Peripheral neuropathies caused by exogenous toxins or dysmetabolic states are relatively common. Most present as motor–sensory polyneuropathy, usually axonal in type. The underlying pathophysiology of such polyneuropathies is discussed in the previous chapter (Chapter 65).
First noticeable symptoms tend to be sensory and consist of tingling, prickling, burning, or band-like dysesthesias in the balls of the feet, in the tips of the toes, or generally over the soles. Symmetry of symptoms and findings in a distal graded fashion is the rule, but occasionally dysesthesias appear in the sole of one foot a brief time before the other one, or perhaps are more pronounced in one foot at first. Care must be used to avoid confusion with a mononeurothapy multiplex, in which initial sensory symptoms tend to appear in the distributions of individual digital nerves, usually asymmetrically, and in either a hand or a foot.
As a polyneuropathy worsens, both weakness and usually pansensory deficit and loss of tendon jerks spread more or less concurrently in a centripetal and symmetrical fashion, and if severe enough, involve even the torso and the axial parts of the body as well as the limbs.
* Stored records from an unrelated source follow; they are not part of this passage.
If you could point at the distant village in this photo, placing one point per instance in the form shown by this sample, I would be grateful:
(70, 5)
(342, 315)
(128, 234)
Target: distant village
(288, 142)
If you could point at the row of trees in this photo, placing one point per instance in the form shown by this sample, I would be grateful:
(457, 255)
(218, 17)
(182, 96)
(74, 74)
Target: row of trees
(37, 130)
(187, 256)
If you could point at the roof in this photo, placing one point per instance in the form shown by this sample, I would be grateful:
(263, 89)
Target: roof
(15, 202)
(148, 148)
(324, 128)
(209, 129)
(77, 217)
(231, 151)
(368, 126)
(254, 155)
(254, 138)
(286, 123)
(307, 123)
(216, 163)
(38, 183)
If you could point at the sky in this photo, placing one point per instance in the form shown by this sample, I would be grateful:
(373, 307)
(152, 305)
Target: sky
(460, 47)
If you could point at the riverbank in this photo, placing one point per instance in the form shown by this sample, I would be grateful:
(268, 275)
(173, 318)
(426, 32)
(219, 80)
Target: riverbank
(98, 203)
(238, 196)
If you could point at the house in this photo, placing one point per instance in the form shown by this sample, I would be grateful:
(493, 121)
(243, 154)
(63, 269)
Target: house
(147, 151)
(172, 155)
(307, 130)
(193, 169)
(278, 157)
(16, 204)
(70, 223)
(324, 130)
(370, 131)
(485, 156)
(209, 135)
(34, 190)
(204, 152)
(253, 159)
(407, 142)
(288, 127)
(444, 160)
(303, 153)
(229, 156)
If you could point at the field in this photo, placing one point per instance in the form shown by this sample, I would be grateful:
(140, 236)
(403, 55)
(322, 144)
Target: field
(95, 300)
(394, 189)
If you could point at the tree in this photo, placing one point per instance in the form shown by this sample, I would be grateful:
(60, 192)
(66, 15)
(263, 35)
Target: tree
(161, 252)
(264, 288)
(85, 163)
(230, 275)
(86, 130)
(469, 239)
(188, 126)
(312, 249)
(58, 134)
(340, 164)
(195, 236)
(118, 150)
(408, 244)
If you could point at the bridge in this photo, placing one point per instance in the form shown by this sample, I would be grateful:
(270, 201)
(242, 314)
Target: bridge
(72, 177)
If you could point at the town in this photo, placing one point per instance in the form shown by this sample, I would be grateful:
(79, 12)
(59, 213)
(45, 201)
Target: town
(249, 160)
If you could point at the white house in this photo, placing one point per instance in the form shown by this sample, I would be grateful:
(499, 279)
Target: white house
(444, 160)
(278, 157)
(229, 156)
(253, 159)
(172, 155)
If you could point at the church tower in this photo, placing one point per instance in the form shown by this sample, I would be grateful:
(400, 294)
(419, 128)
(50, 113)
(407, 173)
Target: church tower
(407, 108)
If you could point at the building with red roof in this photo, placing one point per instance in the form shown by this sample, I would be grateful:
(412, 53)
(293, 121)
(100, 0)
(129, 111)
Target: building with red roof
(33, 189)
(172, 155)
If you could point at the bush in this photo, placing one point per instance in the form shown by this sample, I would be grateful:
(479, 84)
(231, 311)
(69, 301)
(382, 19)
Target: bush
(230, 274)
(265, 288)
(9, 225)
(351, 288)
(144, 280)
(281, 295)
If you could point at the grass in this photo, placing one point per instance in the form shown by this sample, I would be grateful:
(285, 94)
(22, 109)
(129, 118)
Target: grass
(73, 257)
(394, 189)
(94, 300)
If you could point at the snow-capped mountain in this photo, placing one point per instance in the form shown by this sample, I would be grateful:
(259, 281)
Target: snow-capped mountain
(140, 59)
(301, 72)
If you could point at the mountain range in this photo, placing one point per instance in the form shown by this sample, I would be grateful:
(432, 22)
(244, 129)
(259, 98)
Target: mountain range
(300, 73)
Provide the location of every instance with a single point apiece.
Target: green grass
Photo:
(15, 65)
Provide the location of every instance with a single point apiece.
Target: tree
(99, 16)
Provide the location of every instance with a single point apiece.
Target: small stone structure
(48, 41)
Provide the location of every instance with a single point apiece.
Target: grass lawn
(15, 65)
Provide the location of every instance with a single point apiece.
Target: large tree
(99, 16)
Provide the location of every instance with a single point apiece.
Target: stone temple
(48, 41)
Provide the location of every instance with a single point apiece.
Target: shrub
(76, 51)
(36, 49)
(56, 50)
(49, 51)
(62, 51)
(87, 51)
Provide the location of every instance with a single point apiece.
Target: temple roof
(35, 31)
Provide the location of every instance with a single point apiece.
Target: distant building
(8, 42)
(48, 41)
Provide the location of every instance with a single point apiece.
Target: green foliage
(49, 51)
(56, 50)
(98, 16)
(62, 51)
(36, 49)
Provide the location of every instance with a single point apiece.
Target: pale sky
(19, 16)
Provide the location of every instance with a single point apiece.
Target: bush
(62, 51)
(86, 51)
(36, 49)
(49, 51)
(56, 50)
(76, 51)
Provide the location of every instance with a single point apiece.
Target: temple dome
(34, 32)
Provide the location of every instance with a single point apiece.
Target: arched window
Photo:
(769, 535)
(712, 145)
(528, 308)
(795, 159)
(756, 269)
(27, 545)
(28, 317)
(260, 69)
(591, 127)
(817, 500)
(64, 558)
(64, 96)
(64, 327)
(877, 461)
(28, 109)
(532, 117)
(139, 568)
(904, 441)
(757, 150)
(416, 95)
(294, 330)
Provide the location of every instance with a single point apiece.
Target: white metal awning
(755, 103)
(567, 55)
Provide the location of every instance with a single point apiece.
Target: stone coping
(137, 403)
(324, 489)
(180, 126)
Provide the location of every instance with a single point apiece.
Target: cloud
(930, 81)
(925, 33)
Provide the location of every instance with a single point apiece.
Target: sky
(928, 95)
Numbness and imbalance are the main sensory features and are usually accompanied by positive symptoms, dysesthesias and pain. As a rule, pain in polyneuropathy is dysesthetic in character and is most prominent distally, but there is often an accompanying nerve trunk component. The character of this is deep aching pain and is generally experienced more proximally than the dysesthetic pain (Asbury, 1990; Asbury & Fields, 1984).
When sensory disturbance is severe and ascends to midthigh in the legs and to the elbows, a tent-shaped area of hypesthesia on the lower abdomen may be demonstrated. This grows broader and the apex extends rosterally toward the sternum or higher as the neuropathy worsens. This tent-shaped sensory disturbance on the anterior torso is nerve-length dependent and in this case involves dying back of the segmental truncal nerves. It can be mistaken for sensory deficit of spinal cord origin if care is not taken to check for a sensory level posteriorly on the back and to outline with care the precise area of deficit.